Notes from Day 1 with Cursor: 1568 lines of code, 71 chats, and $120+ in OpenAI credits

Things I did:

  • Configured a .devcontainer, Dockerfile, settings.json, launch.json, and github actions for a personal project.
  • Pasted in tree of directory structure to explore high-level organization options.
  • Converted 20 pages of handwritten research notes into a summarized README.md.
  • Asked for libraries which might be helpful, and compared tradeoffs.
  • Created tikZ/pgf illustrations, Cmd+K to add details, then Cmd+k again to simplify.
  • Fed in 80 paragraphs of notes, asked for suggested tests to take them into consideration, wrote them out. (Model not very good at pytest fixtures?)
  • Some test failures could not be auto-fixed, paste in stack trace, draft request for help to collaborator.
  • Lift and shift is much easier, so started a migration from torch to pytorch-lightning.
  • Replaced sections of manually written code with calls to library functions.
  • Asked for quality issues to address, then worked through the checklist it gave me.
  • Deduplicated redundant code in scripts, organizing logic into modules.
  • Went outside of my codebase and used terminal command suggestions to categorize + clean up files in my downloads folder, freeing 1/3rd of used disk space.
  • Queried to check my current progress vs what was still remaining in the plan.
  • Checked for inconsistencies when making changes across multiple files.
  • Made changes in FileA, then Cmd+K in FileB “Change to be compatible with @FileA
  • Asked if FileC would need modifications or not, and if so, what it would involve.
  • Pasted in sample external code and Cmd+k to integrate it with my project.
  • At work, took a stale PR, set up new branch, Cmd+k old comments, checked it in.
  • Asked a principal engineer for a quick call, shared screen, recorded convo for 4.5 min, pasted transcript to chat, list changes discussed, implement them.
  • Wanted to learn memory management, had it generate puzzles for me to solve, told it to calibrate difficulty of next round of problems based on score my answers get.
  • A lot of prompt engineering to convince model to ask decent questions, found napkin math helps more than adding quotes from high quality textbooks/blog posts.

Feedback:

  • Being given all the steps at once is overwhelming.

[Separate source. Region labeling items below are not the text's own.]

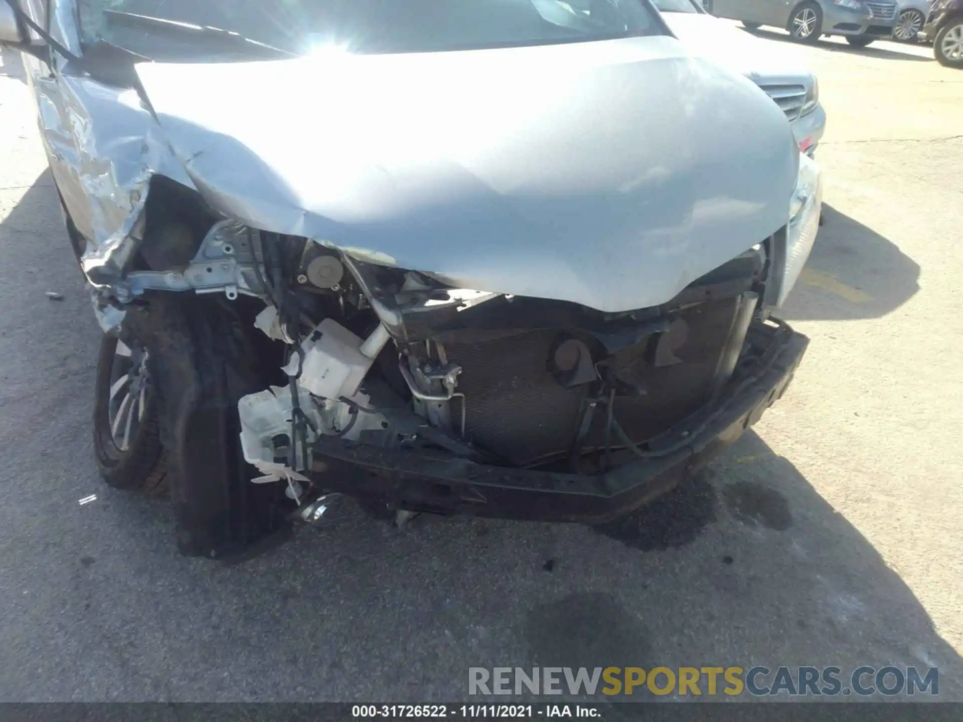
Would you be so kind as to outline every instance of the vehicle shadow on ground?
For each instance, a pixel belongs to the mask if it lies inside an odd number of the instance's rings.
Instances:
[[[779,42],[789,42],[794,45],[799,43],[794,40],[789,33],[780,33],[776,30],[768,30],[765,28],[759,28],[758,30],[749,30],[748,28],[741,28],[742,31],[748,33],[749,35],[754,35],[757,38],[761,38],[767,40],[777,40]],[[883,42],[890,42],[891,40],[880,39]],[[896,40],[892,40],[896,42]],[[866,47],[855,47],[848,44],[845,39],[842,42],[834,42],[830,39],[820,39],[815,43],[810,45],[810,47],[818,47],[822,50],[828,50],[833,53],[846,53],[848,55],[865,55],[872,58],[884,58],[886,60],[909,60],[909,61],[920,61],[923,63],[933,62],[932,56],[916,55],[910,52],[900,52],[898,50],[892,50],[890,48],[882,48],[875,44],[870,44]],[[912,47],[912,45],[910,45]]]
[[[920,267],[892,241],[827,204],[806,267],[780,311],[782,318],[876,319],[920,290]]]
[[[400,530],[342,500],[244,564],[178,556],[169,505],[93,467],[99,333],[48,183],[0,224],[0,299],[24,309],[0,352],[38,362],[5,366],[0,398],[5,699],[452,701],[471,666],[893,664],[939,666],[963,701],[912,591],[752,432],[607,525]]]
[[[27,71],[19,51],[0,48],[0,78],[3,77],[27,82]]]

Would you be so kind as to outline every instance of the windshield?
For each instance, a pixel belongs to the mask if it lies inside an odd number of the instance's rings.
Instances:
[[[330,45],[352,53],[410,53],[664,32],[645,0],[78,0],[78,5],[86,44],[104,40],[155,60],[205,54],[227,44],[238,51],[244,39],[298,54]]]
[[[698,13],[692,0],[652,0],[660,13]]]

Consider option for inner monologue, only showing next step, but can expand entire plan at any time.
  • Consider borrowing elements from software designed for people with mental disabilities, e.g https://www.mycoughdrop.com/. This reduces cognitive burden but keeps a human in the loop instead of delegating the task to an agent.

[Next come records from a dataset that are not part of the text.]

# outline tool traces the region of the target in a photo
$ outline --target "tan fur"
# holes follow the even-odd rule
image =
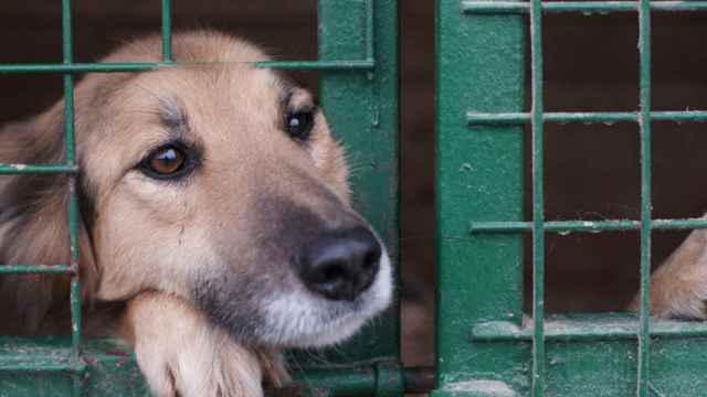
[[[694,230],[653,273],[651,312],[663,318],[707,319],[707,230]],[[636,311],[639,297],[630,309]]]
[[[103,62],[158,62],[159,49],[159,37],[151,36]],[[293,227],[277,217],[289,206],[331,227],[362,221],[349,206],[344,152],[324,117],[317,114],[306,149],[283,133],[277,111],[288,83],[250,64],[267,60],[265,54],[214,32],[177,34],[173,52],[186,66],[89,74],[76,86],[78,187],[95,210],[95,218],[83,213],[81,226],[81,278],[91,302],[86,329],[129,341],[158,396],[260,396],[263,378],[275,385],[287,379],[279,346],[238,343],[191,301],[211,275],[220,279],[215,271],[257,280],[251,288],[279,282],[283,293],[297,293],[299,287],[285,283],[286,273],[261,269],[263,258],[276,261],[286,254],[267,242]],[[291,89],[291,106],[312,104],[308,93]],[[189,139],[205,148],[198,176],[182,185],[155,183],[135,169],[173,133],[161,107],[184,109],[188,126],[179,128],[193,130]],[[64,162],[62,131],[60,101],[0,130],[0,162]],[[65,176],[0,179],[0,262],[70,261],[67,183]],[[390,299],[386,291],[376,298],[381,308]],[[66,325],[66,294],[65,278],[0,280],[0,307],[9,316],[0,332],[56,333]],[[127,301],[127,309],[104,310],[112,301]]]

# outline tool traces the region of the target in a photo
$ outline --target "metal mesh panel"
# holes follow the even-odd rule
[[[618,384],[633,382],[631,394],[662,396],[654,387],[656,374],[652,361],[671,360],[683,354],[690,342],[674,352],[662,348],[652,353],[652,339],[692,341],[707,335],[699,323],[680,323],[651,319],[650,272],[651,234],[655,229],[706,228],[707,221],[653,219],[651,204],[651,122],[672,120],[705,121],[707,111],[653,111],[651,108],[651,14],[652,12],[693,12],[707,10],[705,1],[439,1],[439,181],[437,216],[441,223],[437,396],[468,395],[556,395],[549,390],[567,389],[548,385],[553,382],[591,383],[595,374]],[[461,12],[460,12],[461,11]],[[631,112],[546,112],[544,110],[542,15],[545,13],[634,12],[639,17],[640,107]],[[460,17],[458,14],[462,14]],[[527,17],[521,17],[527,14]],[[527,30],[525,30],[527,26]],[[524,34],[529,34],[530,111],[517,111],[523,106],[525,64]],[[461,43],[461,44],[460,44]],[[466,51],[465,55],[455,52]],[[454,58],[453,62],[450,62]],[[485,60],[485,63],[484,63]],[[466,62],[466,64],[464,63]],[[473,65],[472,65],[473,64]],[[473,68],[473,66],[475,68]],[[488,76],[492,76],[488,78]],[[497,92],[506,98],[498,97]],[[464,109],[464,107],[467,107]],[[468,108],[471,106],[471,109]],[[486,108],[489,108],[488,110]],[[490,110],[490,111],[489,111]],[[462,112],[463,111],[463,112]],[[641,148],[641,216],[640,219],[601,222],[546,222],[544,207],[544,125],[546,122],[635,122],[640,127]],[[518,126],[530,125],[532,165],[531,221],[520,221],[523,210],[518,200],[523,190],[518,168],[523,164],[523,138]],[[463,131],[464,129],[468,129]],[[462,135],[462,136],[460,136]],[[510,135],[511,137],[509,137]],[[484,150],[485,153],[472,153]],[[499,160],[496,160],[496,157]],[[473,170],[478,175],[461,179],[460,172]],[[484,169],[482,172],[479,169]],[[489,168],[488,170],[486,170]],[[455,173],[456,171],[456,173]],[[498,196],[494,196],[498,194]],[[466,197],[468,210],[458,210]],[[496,198],[498,203],[489,203]],[[479,204],[481,203],[481,204]],[[457,207],[454,207],[457,205]],[[484,211],[482,205],[487,205]],[[504,206],[505,205],[505,206]],[[466,222],[452,219],[456,212]],[[469,222],[471,219],[471,222]],[[641,304],[637,319],[630,315],[547,316],[545,313],[545,236],[546,233],[603,230],[640,230],[641,234]],[[523,324],[517,304],[521,233],[530,233],[532,247],[532,320]],[[474,257],[476,256],[476,257]],[[481,256],[481,257],[478,257]],[[452,280],[455,271],[488,277],[487,283],[475,292],[478,297],[455,296],[462,290]],[[473,271],[476,273],[473,273]],[[481,272],[481,276],[478,276]],[[456,276],[458,277],[458,276]],[[479,282],[481,283],[481,282]],[[476,286],[477,283],[473,283]],[[449,288],[452,286],[453,290]],[[492,303],[493,302],[493,303]],[[496,312],[494,312],[494,307]],[[471,318],[460,321],[465,308]],[[460,340],[468,335],[469,340]],[[624,340],[637,343],[633,353],[624,353]],[[553,355],[547,351],[552,343]],[[562,344],[561,342],[567,342]],[[704,342],[704,341],[703,341]],[[589,344],[587,344],[589,343]],[[585,366],[567,364],[578,360],[577,352],[589,348]],[[696,347],[699,348],[699,347]],[[703,347],[704,348],[704,347]],[[605,353],[605,354],[603,354]],[[613,363],[625,373],[610,373],[610,366],[592,367],[597,363]],[[559,358],[563,357],[563,358]],[[704,371],[704,361],[699,363]],[[634,369],[630,369],[633,366]],[[678,366],[679,367],[679,366]],[[676,367],[676,372],[679,368]],[[699,366],[698,366],[699,367]],[[564,368],[564,369],[562,369]],[[563,371],[563,372],[562,372]],[[561,373],[558,373],[561,372]],[[661,374],[663,375],[663,374]],[[572,377],[574,376],[574,377]],[[669,377],[669,375],[668,375]],[[568,380],[568,379],[572,380]],[[679,385],[688,377],[661,378],[662,385]],[[693,378],[689,378],[693,379]],[[696,382],[696,380],[690,380]],[[572,385],[573,386],[573,385]],[[616,395],[609,387],[579,386],[576,395]],[[570,386],[571,387],[571,386]],[[677,388],[677,387],[676,387]],[[557,393],[557,391],[555,391]],[[692,391],[700,395],[700,391]],[[684,394],[680,394],[684,395]]]
[[[320,60],[262,62],[257,67],[320,71],[324,107],[333,125],[344,136],[354,155],[365,158],[363,176],[355,181],[362,212],[371,221],[394,256],[398,255],[397,130],[398,58],[395,0],[327,0],[319,4]],[[346,11],[346,12],[345,12]],[[172,57],[172,1],[161,0],[162,61],[159,63],[74,63],[72,1],[62,0],[61,64],[4,64],[0,74],[62,74],[64,82],[64,164],[1,164],[0,174],[67,174],[71,200],[68,225],[71,264],[8,264],[0,275],[71,275],[71,345],[53,339],[4,339],[0,343],[0,373],[70,373],[71,388],[64,388],[54,375],[28,383],[12,380],[0,395],[145,395],[135,387],[135,362],[120,361],[124,347],[109,341],[82,341],[81,282],[78,279],[78,165],[74,139],[74,76],[77,73],[144,72],[179,67]],[[354,18],[360,17],[360,18]],[[326,33],[325,33],[326,32]],[[345,34],[349,34],[345,36]],[[388,32],[388,34],[383,34]],[[351,49],[354,47],[354,51]],[[360,50],[360,51],[359,51]],[[341,94],[346,93],[346,94]],[[317,395],[402,393],[399,365],[398,308],[387,319],[369,326],[366,335],[354,341],[340,369],[299,374],[305,384],[316,386]],[[106,354],[115,350],[119,354]],[[117,357],[117,358],[116,358]],[[362,364],[360,364],[362,362]],[[120,386],[119,383],[128,384]],[[109,386],[112,389],[106,390]],[[14,390],[14,391],[12,391]],[[44,391],[42,391],[44,390]],[[9,394],[7,394],[9,393]],[[42,394],[44,393],[44,394]]]

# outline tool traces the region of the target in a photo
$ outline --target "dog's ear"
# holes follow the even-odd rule
[[[59,104],[33,120],[8,126],[0,131],[0,162],[64,163],[63,125],[63,106]],[[70,265],[70,178],[32,174],[2,179],[0,227],[4,232],[0,242],[0,264]],[[91,230],[81,221],[80,276],[85,281],[83,293],[86,296],[95,289],[99,272]],[[38,332],[54,305],[68,302],[68,281],[64,276],[11,276],[3,280],[2,293],[15,299],[21,329]]]

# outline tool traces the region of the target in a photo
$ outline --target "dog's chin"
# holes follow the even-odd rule
[[[278,296],[264,307],[262,343],[281,347],[320,347],[340,343],[383,311],[392,298],[392,269],[383,253],[373,283],[354,301],[333,301],[304,289]]]

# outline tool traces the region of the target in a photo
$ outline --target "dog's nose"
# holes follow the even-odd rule
[[[328,232],[295,256],[307,288],[331,300],[354,300],[373,282],[381,246],[366,227]]]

  • One example might be, when chat interface creates a bullet point, proactively generate code, add an icon, and put it as an action on a board. .

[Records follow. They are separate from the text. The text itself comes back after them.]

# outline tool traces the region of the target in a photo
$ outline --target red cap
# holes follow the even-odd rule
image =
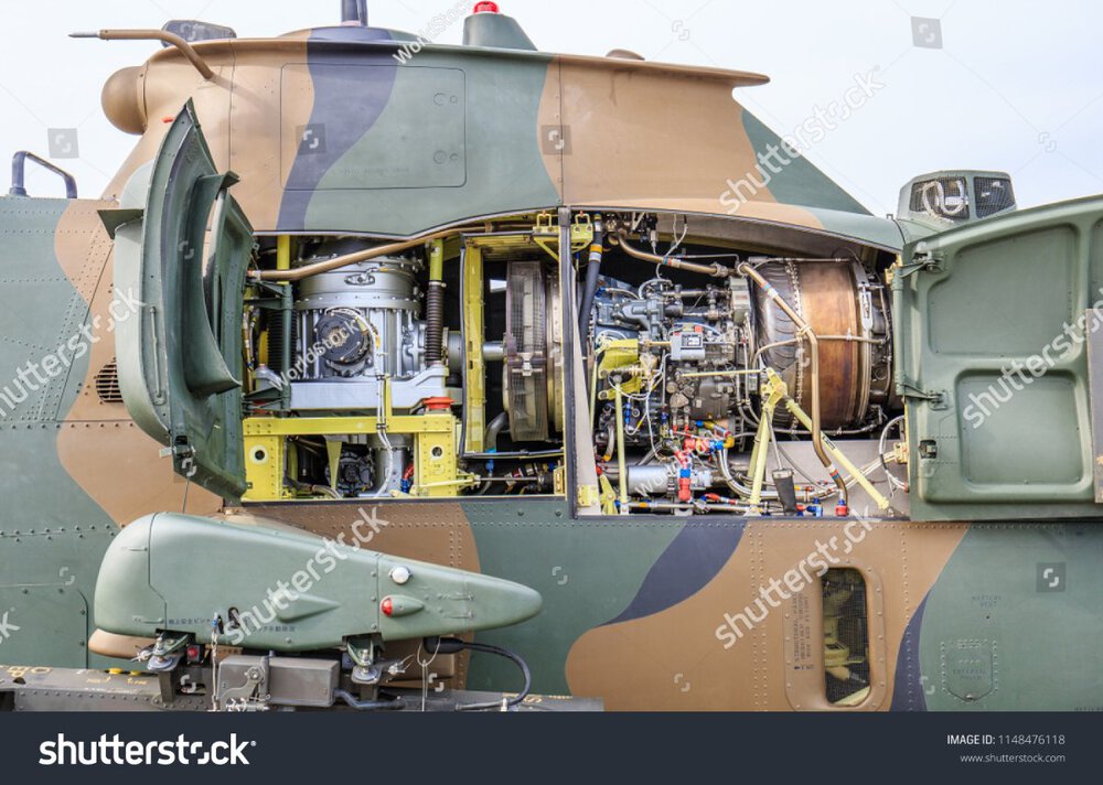
[[[426,411],[451,411],[452,405],[456,404],[451,398],[439,397],[439,398],[426,398],[421,401],[425,405]]]

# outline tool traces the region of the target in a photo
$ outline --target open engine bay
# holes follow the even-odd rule
[[[245,501],[565,495],[570,365],[597,474],[582,514],[906,510],[895,255],[708,232],[539,213],[399,241],[258,238]]]

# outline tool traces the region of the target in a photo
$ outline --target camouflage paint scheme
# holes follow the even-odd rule
[[[401,237],[570,205],[713,216],[764,250],[903,244],[899,225],[868,215],[804,161],[725,216],[726,180],[753,172],[756,154],[777,143],[732,100],[733,87],[764,77],[451,46],[426,46],[399,66],[395,41],[406,39],[328,28],[200,43],[210,82],[176,51],[154,54],[128,77],[147,128],[103,201],[0,198],[6,377],[106,320],[111,245],[96,211],[114,206],[153,158],[163,120],[188,98],[219,168],[242,176],[233,193],[259,233]],[[670,118],[689,117],[700,121],[679,122],[672,141]],[[440,136],[419,137],[427,126]],[[311,127],[324,128],[321,151],[299,141]],[[396,143],[418,151],[408,169],[388,154]],[[95,391],[111,354],[109,340],[94,344],[0,421],[0,612],[11,607],[21,627],[0,645],[0,662],[100,664],[85,641],[107,542],[116,527],[182,504],[183,481],[158,445]],[[191,488],[189,513],[219,506]],[[333,535],[356,503],[248,512]],[[383,517],[379,550],[543,594],[538,617],[484,636],[526,657],[537,691],[601,696],[614,710],[848,710],[823,697],[816,587],[729,648],[716,634],[725,613],[817,541],[842,539],[845,520],[572,519],[563,499],[388,503]],[[1101,558],[1103,533],[1091,521],[872,524],[840,561],[864,572],[877,609],[875,680],[860,708],[1103,709]],[[1067,591],[1043,591],[1047,563],[1063,564]],[[471,688],[513,684],[507,666],[484,657],[460,669]]]

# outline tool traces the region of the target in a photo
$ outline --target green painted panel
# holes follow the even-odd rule
[[[1099,516],[1085,315],[1103,197],[908,245],[893,278],[915,519]]]
[[[289,192],[285,203],[309,198],[308,230],[392,235],[416,234],[471,216],[557,205],[559,193],[544,166],[537,123],[549,62],[549,57],[526,56],[505,65],[500,57],[422,51],[416,66],[396,69],[390,99],[379,118],[322,178],[319,190],[302,195]],[[381,181],[386,187],[373,183],[372,162],[390,160],[393,166],[403,162],[411,150],[411,129],[425,126],[425,101],[435,100],[438,93],[446,94],[450,107],[446,111],[458,110],[460,104],[464,108],[463,150],[440,147],[432,151],[435,155],[445,153],[443,162],[433,161],[432,166],[449,168],[447,184],[435,186],[433,180],[426,178],[407,181],[406,187],[390,187],[392,176]],[[451,104],[453,95],[456,105]],[[315,105],[311,121],[325,123],[318,111]],[[419,149],[417,144],[414,148]],[[456,178],[461,162],[464,179],[459,182]],[[410,161],[407,165],[425,174],[428,164]],[[357,171],[360,175],[351,174]],[[363,180],[363,187],[350,187],[356,179]]]
[[[544,607],[533,620],[480,633],[479,639],[522,653],[537,692],[566,695],[567,654],[591,627],[632,602],[655,561],[684,524],[657,520],[570,520],[567,505],[526,501],[513,507],[463,503],[482,572],[535,589]],[[554,623],[549,622],[553,620]],[[472,658],[468,687],[518,685],[515,666],[500,657]]]
[[[83,352],[64,348],[79,336],[88,305],[57,264],[57,222],[67,200],[0,197],[0,420],[52,421],[67,411],[77,390],[68,379],[85,378]],[[62,354],[67,365],[45,374],[41,363]],[[79,356],[76,356],[79,354]]]
[[[927,708],[1103,710],[1101,559],[1090,524],[970,527],[927,599]]]

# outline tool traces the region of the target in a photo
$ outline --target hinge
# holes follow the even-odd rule
[[[944,272],[946,269],[945,254],[917,250],[907,265],[893,268],[893,280],[904,279],[917,272]]]
[[[598,493],[597,485],[579,485],[578,486],[578,506],[579,507],[596,507],[601,501],[601,494]]]
[[[946,409],[950,406],[950,394],[945,390],[924,390],[910,381],[901,381],[900,390],[904,398],[929,401],[932,409]]]

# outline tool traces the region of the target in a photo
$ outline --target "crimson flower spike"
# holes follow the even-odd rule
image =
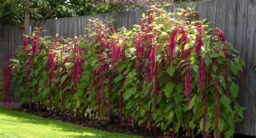
[[[196,43],[197,44],[196,47],[196,53],[197,54],[197,55],[198,55],[200,51],[201,51],[201,47],[204,46],[204,42],[202,40],[204,38],[204,31],[202,26],[199,25],[198,26],[198,35],[196,40]]]
[[[219,70],[217,69],[216,75],[217,76],[216,78],[216,81],[214,83],[214,90],[216,95],[216,138],[218,137],[218,124],[219,124],[219,91],[218,89],[219,88]]]
[[[179,34],[179,27],[175,28],[172,33],[172,37],[170,39],[169,45],[169,54],[170,54],[170,63],[172,66],[172,60],[175,56],[175,51],[176,50],[177,39]]]
[[[204,85],[204,81],[205,77],[205,59],[203,58],[201,60],[201,63],[200,63],[199,69],[199,88],[200,88],[200,100],[201,102],[202,95],[203,95],[203,88]]]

  • Software in the real world often grows organically instead of following a strict design. The lens I take of modern source control, dependency analysis, trace debugging, etc. is a form of genetic engineering where you splice in new traits, generate mutants, select against a fitness function. Consider a “Smart Paste” feature for merging, or a “Disentangle” feature to do the opposite, this could be implemented with a concept slider to select the relative strength of each parent.
  • I would like to see more emphasis on understanding and interpretability. Anysphere is set to become commercially successful, shortens AGI timelines by a bit compared to the counterfactual, but not by much given Copilot X… I want to understand Sualeh and Aman’s view on integrating alignment research into their products and mitigating x-risks.